Which packets are you looking for, Rob? The streaming performance data ("logger") or are you wanting to change settings? We provide the logger protocol publicly, but we'd rather you didn't try to change settings with anything but a regular web browser.

Attached is the logger protocol description document.


----------



## Rob A (Feb 7, 2010)

This graphic display will be display only. We have a test display built with some gauges on it. We have that text document we were just looking for some actual data packets to see if our visual basic code is correct.
We are trying to make a cool looking digital dashboard. When we get this figured out we will make the code available.


----------



## Tesseract (Sep 27, 2008)

Rob A said:


> We are trying to make a cool looking digital dashboard. When we get this figured out we will make the code available.


We totally encourage this sort of thing for the obvious reasons. 

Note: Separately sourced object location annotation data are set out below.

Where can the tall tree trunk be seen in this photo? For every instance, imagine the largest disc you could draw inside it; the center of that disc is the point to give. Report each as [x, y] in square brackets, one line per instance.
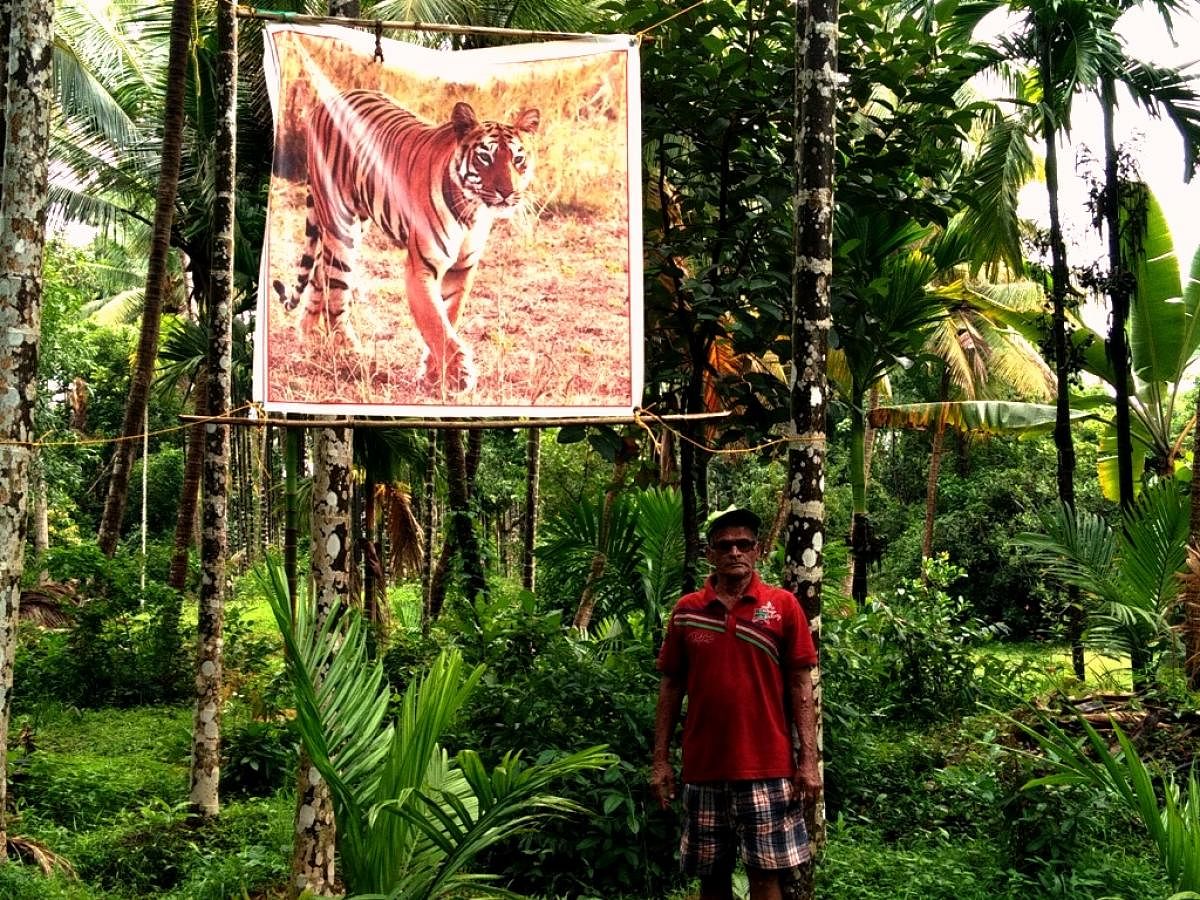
[588, 598]
[204, 798]
[312, 858]
[1191, 598]
[861, 544]
[1120, 292]
[1060, 277]
[529, 523]
[816, 95]
[23, 187]
[156, 274]
[429, 487]
[193, 472]
[293, 462]
[935, 465]
[457, 481]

If you need any more help just shoot me or Qer (our programmer who is also on here) a PM.


----------



## dtbaker (Jan 5, 2008)

if you guys are looking to embed a 'computer on a chip' I know an outfit that squeezes a whole computer down to about the size of a pack of gum. You could preload an OS, a browser, and local webserver to run perl scripts, php, or whatever. Check out http://gumstix.com/


----------



## Rob A (Feb 7, 2010)

> if you guys are looking to embed a 'computer on a chip' I know an outfit that squeezes a whole computer down to about the size of a pack of gum. You could preload an OS, a browser, and local webserver to run perl scripts, php, or whatever. Check out http://gumstix.com/


They have some cool stuff.

I received the controller and we got some of the data to display on our digital dashboard. I need to connect it to the go kart battery pack and motor to test the other data.

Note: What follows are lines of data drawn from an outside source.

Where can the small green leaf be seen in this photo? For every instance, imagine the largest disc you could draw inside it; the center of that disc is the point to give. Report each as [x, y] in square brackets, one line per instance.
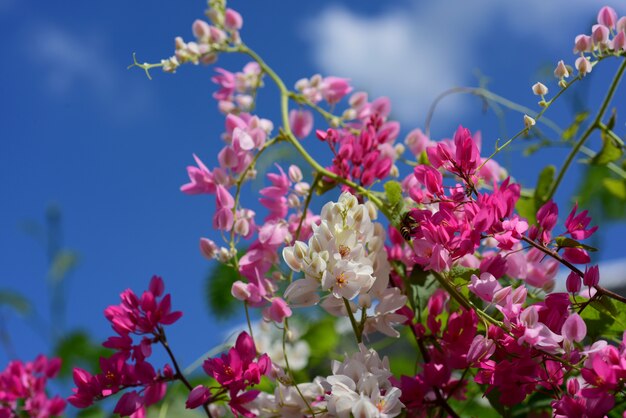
[616, 187]
[64, 262]
[565, 242]
[15, 301]
[77, 349]
[462, 275]
[525, 206]
[218, 285]
[546, 177]
[321, 337]
[393, 190]
[571, 131]
[611, 151]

I have one question about the battery pack circuit. Even though the Soliton1 has a contactor in it should I have another contactor to open the circuit in case of emergency?


----------



## dtbaker (Jan 5, 2008)

Rob A said:


> Even though the Soliton1 has a contactor in it should I have another contactor to open the circuit in case of emergency?


instead of an electrically controlled contactor, I would suggest a big fat circuit breaker, and then add a MANUAL pull kill just in case everything else gets welded together. I've got some pix of this common setup on my site...


----------